Une tribune pour les luttes

CQFD mensuel de critique et d’expérimentation sociales

Frappe préventive

+ Au sommaire du 107

Article mis en ligne le mardi 29 janvier 2013

paru dans CQFD n°106 (décembre 2012),
rubrique Casse noisettes, par Casse-noisette,
illustré par Caroline Sury
mis en ligne le 30/01/2013

Ces nanas ont du cran, les 343 qui ont signé le manifeste « Je déclare avoir été violée ». Le Nouvel Observateur – qui, soit dit en passant, adore diffuser sur son site des photos de femmes les seins à l’air… – l’a publié le 21 novembre dernier et en profite pour faire sa pub. Mais ça n’a pas non plus fait beaucoup de buzz, comme on dit à Paris. Faut dire que c’est un peu de mauvais goût, un peu choquant, ce genre de déclaration. Le but était de montrer à quel point le viol est courant, et de faire « changer la honte de camp ».

Pourtant, je me dis que si c’est important de pouvoir parler du viol – être reçue correctement au commissariat, être considérée comme une victime et non comme une hystérique revancharde, que le chemin en justice ne soit plus l’enfer pour les femmes agressées –, il reste un domaine à explorer : la prévention. Plutôt que d’aider seulement les femmes APRÈS le viol, aidons-nous AVANT, en nous donnant des armes : l’auto-défense.

La bible en ce domaine est le livre d’Irène Zeilinger, Non c’est non [1] . On sort de sa lecture rassurée sur ses capacités à défendre son corps et son intégrité morale en général – ce qui est utile en toutes circonstances, et pas qu’aux femmes : pour les salariés humiliés, les homos insultés, etc. Les stratégies les plus efficaces sont celles auxquelles les femmes ne sont pas éduquées : impolitesse, colère – et surtout ne pas se sentir obligée de sourire gentiment !
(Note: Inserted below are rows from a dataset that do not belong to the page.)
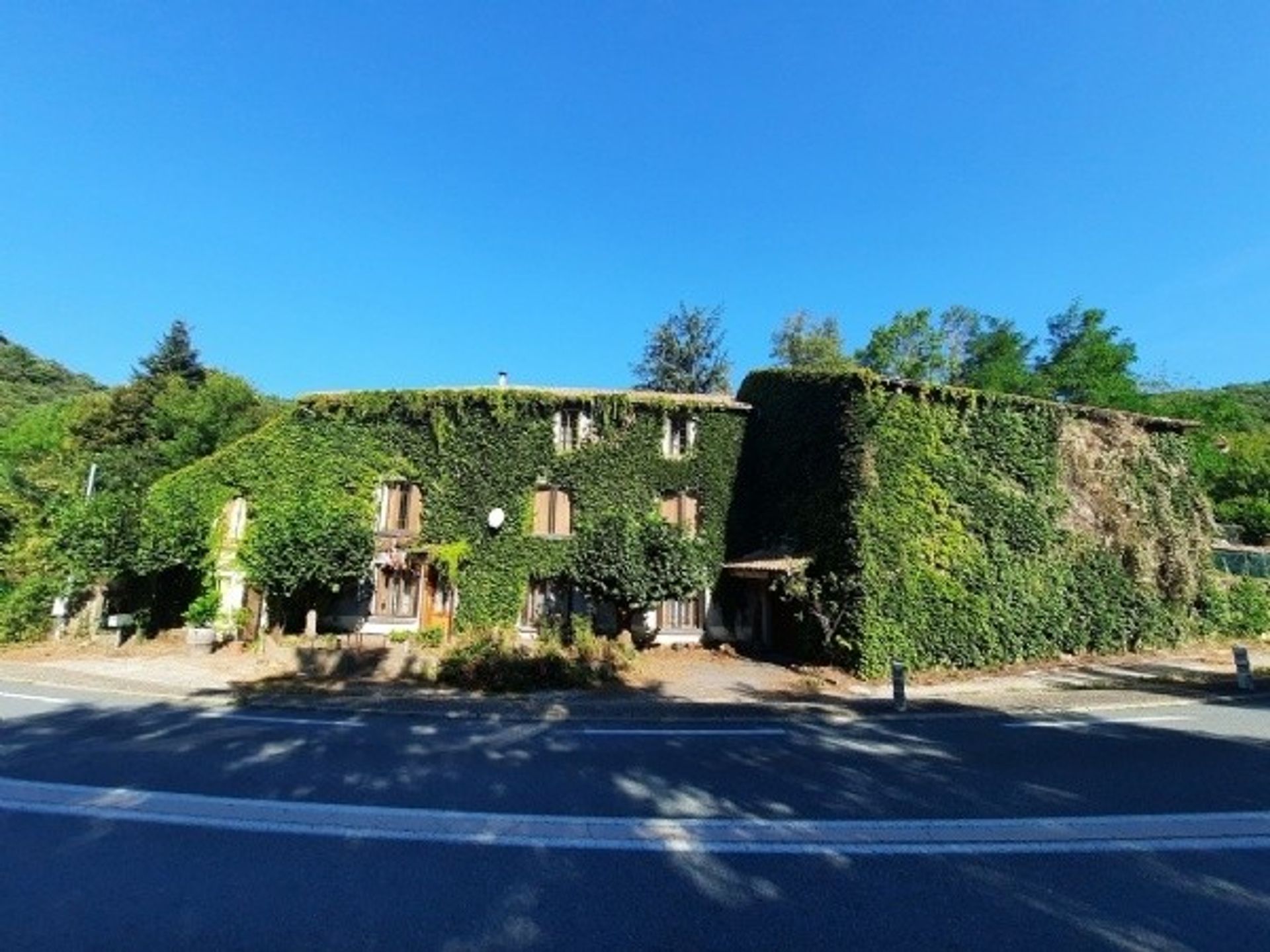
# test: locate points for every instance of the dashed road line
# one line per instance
(1150, 833)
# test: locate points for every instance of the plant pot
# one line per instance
(201, 641)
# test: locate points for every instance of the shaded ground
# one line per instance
(164, 666)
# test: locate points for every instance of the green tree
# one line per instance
(685, 354)
(1087, 361)
(999, 357)
(173, 354)
(910, 346)
(635, 564)
(806, 343)
(302, 551)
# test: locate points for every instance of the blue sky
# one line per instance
(409, 194)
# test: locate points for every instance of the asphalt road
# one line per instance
(150, 825)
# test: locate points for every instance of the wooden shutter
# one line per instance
(381, 590)
(542, 510)
(563, 514)
(415, 510)
(671, 508)
(689, 513)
Certaines associations se sont montées pour donner des cours afin de «  diminuer la vulnérabilité des femmes, de cultiver le sentiment de calme, de liberté et de confiance en soi », comme le déclare l’une d’elles sur son site. Mais elles ne sont pas courantes en France. Quelque chose résiste, alors que leur mission est vraiment d’utilité publique… Pour l’heure, il y a une association à Toulouse (Faire face), une autre à Lyon (Autodéfense), et surtout la « maison mère » en Belgique (Garance). L’autodéfense est d’abord verbale. Apprendre à dire «  Non », en somme. Ensuite, il y a des techniques de défense physique, taper dans les couilles n’est pas forcément la plus fiable, les bonnes cibles sont plutôt les yeux, les tempes, les genoux, et notre va-tout : courir vite en hurlant dans un endroit fréquenté. Mais ce n’est qu’un résumé barbare de techniques plus globales de ce qui s’appelle en bon français « l’empowerment ».

Avec 75 000 viols par an, il serait temps de proposer des formations dans les lycées. Mais cela heurte les consciences : quoi, apprendre aux femmes à se défendre ? On préfère les consoler après une agression, c’est plus conforme à nos mentalités. Les rendre autonomes et sûres d’elles ? Les mecs ont intérêt à les protéger, c’est encore le meilleur moyen de se croire supérieurs à elles. Leur permettre de s’affranchir de la tutelle du père, du mari, comme des peurs ancestrales du type « Ne te promène pas seule dans la rue » ? Mais alors, on ne pourra plus s’en servir comme d’un cheptel disponible à nos désirs de domination… Vraiment de mauvais goût, je vous dis.

[1] Le livre Non c’est non est intégralement consultable en ligne : en tapant Zone-lyber sur un moteur de recherche, vous tomberez inévitablement dessus.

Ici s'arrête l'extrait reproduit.